# Solved: Connecting an old server to a new domain



## suttybutty (May 29, 2008)

Hi everyone I will try to describe my problem that I have been tasked to solve as fully as I can -

My organisation (a local charity) used to have a client server setup using MS Server 2003, with about 15 clients all using Windows XP Pro connecting to a domain - domain.old (not the real name!). About a year ago they received funding to upgrade their system and had a new server installed using Server 2008 and everyone was successfully connected to the new domain (domain.new).

The old server was simply removed and put into a corner of the room and forgotten about.

The new server has a tapeware system and Backup Exec 12.5 for backup that has been causing all kinds of problems and after months of trying various things to sort it we have decided we would like to connect the old server to the new domain in a secure room over the network and use it simply as a backup hard drive running daily backups to it.

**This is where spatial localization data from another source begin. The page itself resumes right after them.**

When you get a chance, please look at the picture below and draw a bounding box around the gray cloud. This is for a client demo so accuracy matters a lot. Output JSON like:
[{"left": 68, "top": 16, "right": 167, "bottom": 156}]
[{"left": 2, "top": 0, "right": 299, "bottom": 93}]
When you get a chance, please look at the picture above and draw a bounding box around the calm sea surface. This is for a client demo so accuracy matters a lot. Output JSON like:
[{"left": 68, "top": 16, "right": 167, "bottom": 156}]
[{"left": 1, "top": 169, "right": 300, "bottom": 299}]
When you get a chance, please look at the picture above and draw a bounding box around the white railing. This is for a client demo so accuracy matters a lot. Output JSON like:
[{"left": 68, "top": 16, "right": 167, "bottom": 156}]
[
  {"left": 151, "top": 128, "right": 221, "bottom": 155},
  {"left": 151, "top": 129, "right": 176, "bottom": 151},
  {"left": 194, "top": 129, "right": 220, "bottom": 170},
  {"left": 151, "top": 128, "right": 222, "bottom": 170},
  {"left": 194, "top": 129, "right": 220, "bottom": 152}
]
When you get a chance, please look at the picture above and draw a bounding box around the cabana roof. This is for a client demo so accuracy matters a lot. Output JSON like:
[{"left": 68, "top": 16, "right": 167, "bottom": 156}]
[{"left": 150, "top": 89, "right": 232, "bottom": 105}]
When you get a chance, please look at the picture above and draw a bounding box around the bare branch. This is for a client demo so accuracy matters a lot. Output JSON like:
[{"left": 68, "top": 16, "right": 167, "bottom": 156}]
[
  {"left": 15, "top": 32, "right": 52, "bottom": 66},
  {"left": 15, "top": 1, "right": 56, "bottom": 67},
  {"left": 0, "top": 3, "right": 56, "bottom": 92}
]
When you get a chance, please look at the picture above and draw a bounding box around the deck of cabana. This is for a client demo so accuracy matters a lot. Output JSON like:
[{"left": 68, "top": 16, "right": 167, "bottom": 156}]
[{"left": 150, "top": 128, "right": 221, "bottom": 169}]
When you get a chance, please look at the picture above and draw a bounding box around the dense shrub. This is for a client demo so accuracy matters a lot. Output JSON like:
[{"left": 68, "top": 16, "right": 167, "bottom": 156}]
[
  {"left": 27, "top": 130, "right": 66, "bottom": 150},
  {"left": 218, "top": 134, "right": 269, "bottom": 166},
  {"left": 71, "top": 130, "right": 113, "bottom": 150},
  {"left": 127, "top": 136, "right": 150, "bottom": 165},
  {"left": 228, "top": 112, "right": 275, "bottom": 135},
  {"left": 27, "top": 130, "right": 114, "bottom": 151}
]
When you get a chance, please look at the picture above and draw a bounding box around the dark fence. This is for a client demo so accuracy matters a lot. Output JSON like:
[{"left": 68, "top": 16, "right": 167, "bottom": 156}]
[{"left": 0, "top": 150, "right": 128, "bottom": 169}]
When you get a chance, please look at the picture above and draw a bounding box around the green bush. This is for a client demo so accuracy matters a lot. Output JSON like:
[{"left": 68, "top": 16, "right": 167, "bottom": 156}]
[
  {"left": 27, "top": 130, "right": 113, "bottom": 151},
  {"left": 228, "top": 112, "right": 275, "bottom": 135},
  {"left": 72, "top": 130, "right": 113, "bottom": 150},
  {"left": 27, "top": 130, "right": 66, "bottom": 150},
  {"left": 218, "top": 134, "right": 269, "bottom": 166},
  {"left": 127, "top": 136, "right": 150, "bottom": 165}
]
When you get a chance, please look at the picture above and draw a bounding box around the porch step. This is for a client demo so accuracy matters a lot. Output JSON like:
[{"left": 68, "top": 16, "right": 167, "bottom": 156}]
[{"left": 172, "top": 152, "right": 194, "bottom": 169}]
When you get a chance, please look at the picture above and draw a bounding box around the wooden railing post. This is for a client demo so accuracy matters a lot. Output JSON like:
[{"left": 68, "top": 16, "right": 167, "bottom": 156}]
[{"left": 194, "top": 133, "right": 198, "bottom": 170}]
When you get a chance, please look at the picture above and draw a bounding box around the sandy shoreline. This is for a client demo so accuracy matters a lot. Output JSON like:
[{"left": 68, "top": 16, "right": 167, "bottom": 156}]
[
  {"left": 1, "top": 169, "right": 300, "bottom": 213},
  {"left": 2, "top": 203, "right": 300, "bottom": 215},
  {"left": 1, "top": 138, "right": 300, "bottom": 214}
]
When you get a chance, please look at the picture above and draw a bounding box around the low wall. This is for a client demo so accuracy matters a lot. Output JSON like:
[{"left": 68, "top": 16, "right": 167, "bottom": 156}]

My question is will just connecting the old server (Server 2003 domain.old) and joining it to the new domain cause any problems? Will the operating systems work together? and will the two domains clash in any way?

Thanks for the help


----------



## srhoades (May 15, 2003)

As long as the old server is not SBS you shouldn't have a problem. Fire up the old server (make sure it is not connected to your new domain network) and demote it, there will be an option that says it is the last server in the forest or domain, make sure that is checked. Then make sure and remove any network services that the new server is doing ie DHCP, DNS etc. Then connect it to the new network, either add it to the domain as a member server or a secondary domain controller and you are good to go.


----------